Die Vorsilbe “nano” steht bei Maßeinheiten für „ein Milliardstel“. Mit diesen Winzlingen wird mittlerweile in vielen Branchen gearbeitet. Sie entwicklen durch ihre “Größe” ganz neue Eigenschaften oder eine weitaus größere Reaktionsfähigkeit als die Ausgangssubstanzen. Nanopartikel finden in der heutigen Zeit vielfältigen Einsatz zum Beispiel in der Gesundheits-, Textil- und Elektroindustrie. Und auch in der Herstellung von Lebensmitteln sind sie nicht mehr wegzudenken. Zahnpflegekaugummis,  Süßigkeiten, Kochsalz oder Ketchup sind nur einige Beispiele die Nanopartikel enthalten. US-Wissenschaftler gehen nun der Frage nach, ob diese Substanzen unsere Darmschleimhaut schädigen, wie die Fachzeitschrift NanoImpact berichtet.
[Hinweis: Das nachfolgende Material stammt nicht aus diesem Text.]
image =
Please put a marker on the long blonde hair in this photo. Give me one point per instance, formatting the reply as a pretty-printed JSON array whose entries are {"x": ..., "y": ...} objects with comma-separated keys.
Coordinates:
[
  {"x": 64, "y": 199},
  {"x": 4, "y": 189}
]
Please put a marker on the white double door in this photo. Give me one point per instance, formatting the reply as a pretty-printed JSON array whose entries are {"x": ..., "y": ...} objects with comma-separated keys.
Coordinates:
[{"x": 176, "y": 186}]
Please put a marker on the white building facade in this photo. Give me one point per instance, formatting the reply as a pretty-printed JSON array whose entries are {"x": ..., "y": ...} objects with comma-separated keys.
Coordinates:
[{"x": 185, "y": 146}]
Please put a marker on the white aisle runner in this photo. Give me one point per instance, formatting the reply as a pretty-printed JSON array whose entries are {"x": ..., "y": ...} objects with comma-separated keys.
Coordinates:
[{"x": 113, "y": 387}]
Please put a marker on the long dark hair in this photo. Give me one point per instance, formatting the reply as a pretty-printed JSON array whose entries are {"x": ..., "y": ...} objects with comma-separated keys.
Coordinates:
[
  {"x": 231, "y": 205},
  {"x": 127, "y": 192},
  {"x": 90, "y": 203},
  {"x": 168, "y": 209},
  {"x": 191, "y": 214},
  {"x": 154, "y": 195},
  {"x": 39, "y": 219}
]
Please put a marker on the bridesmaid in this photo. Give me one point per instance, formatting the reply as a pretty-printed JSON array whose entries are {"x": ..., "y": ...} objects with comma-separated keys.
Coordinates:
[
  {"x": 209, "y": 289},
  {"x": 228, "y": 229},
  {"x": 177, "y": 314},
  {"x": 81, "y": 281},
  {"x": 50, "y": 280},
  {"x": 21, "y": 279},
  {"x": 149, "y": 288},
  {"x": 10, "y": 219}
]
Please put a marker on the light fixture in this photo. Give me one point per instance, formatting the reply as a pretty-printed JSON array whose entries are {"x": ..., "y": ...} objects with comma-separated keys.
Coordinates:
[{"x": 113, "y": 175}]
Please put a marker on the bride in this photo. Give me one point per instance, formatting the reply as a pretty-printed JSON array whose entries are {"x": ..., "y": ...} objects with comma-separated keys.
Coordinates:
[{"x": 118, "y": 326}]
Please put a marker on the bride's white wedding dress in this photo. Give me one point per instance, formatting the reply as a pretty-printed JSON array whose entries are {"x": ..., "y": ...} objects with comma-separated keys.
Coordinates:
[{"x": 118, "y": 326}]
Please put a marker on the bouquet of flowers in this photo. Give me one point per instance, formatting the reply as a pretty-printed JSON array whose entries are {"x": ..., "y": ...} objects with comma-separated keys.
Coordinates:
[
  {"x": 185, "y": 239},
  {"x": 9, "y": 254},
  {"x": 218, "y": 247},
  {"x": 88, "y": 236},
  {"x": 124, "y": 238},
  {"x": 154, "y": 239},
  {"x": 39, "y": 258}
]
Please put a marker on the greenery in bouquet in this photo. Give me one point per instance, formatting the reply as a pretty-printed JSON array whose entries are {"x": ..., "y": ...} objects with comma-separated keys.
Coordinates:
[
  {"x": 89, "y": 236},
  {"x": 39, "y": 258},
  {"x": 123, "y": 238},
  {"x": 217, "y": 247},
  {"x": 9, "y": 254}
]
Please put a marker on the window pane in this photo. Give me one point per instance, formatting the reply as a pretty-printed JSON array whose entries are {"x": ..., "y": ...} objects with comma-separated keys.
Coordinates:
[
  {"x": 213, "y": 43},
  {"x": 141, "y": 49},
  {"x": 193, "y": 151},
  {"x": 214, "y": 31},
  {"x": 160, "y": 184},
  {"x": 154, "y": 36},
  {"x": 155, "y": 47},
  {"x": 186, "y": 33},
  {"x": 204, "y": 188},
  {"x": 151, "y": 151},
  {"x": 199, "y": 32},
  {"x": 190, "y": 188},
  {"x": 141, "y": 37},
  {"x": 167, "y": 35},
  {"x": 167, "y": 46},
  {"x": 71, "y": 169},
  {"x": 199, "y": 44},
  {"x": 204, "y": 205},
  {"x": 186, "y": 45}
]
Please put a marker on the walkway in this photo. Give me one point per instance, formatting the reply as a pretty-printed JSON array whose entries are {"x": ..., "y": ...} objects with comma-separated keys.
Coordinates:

Zu den häufig genutzten Nanopartikeln gehört zum Beispiel Titandioxid, das in Zahnpflegeprodukten wie Kaugummis oder Zahnpasten eingesetzt wird. Die US-Wissenschaftler der Binghamton University verwendeten für die aktuelle Untersuchung ein In-vitro-Modell des Darmepithels. Das Zellmodell wurde für mehrere Stunden und mehrere Tage mit physiologisch relevanten Dosen an Titandioxid ausgesetzt. Das Ergebnis: Die Nanopartikel sorgten für verschiedene Einschränkungen der physiologischen Darmzellfunktionen und die Barrierefunktion sank signifikant. Zusätzlich konnten vermehrt proinflammatorische (Entzündungsfördernde) Signale nachgewiesen werden. Zudem wurde die Resorption von Eisen, Zink und Fettsäuren gehemmt. Weitere Ergebnisse bleiben abzuwarten.

Original Veröffentlichung in der NanoImpact.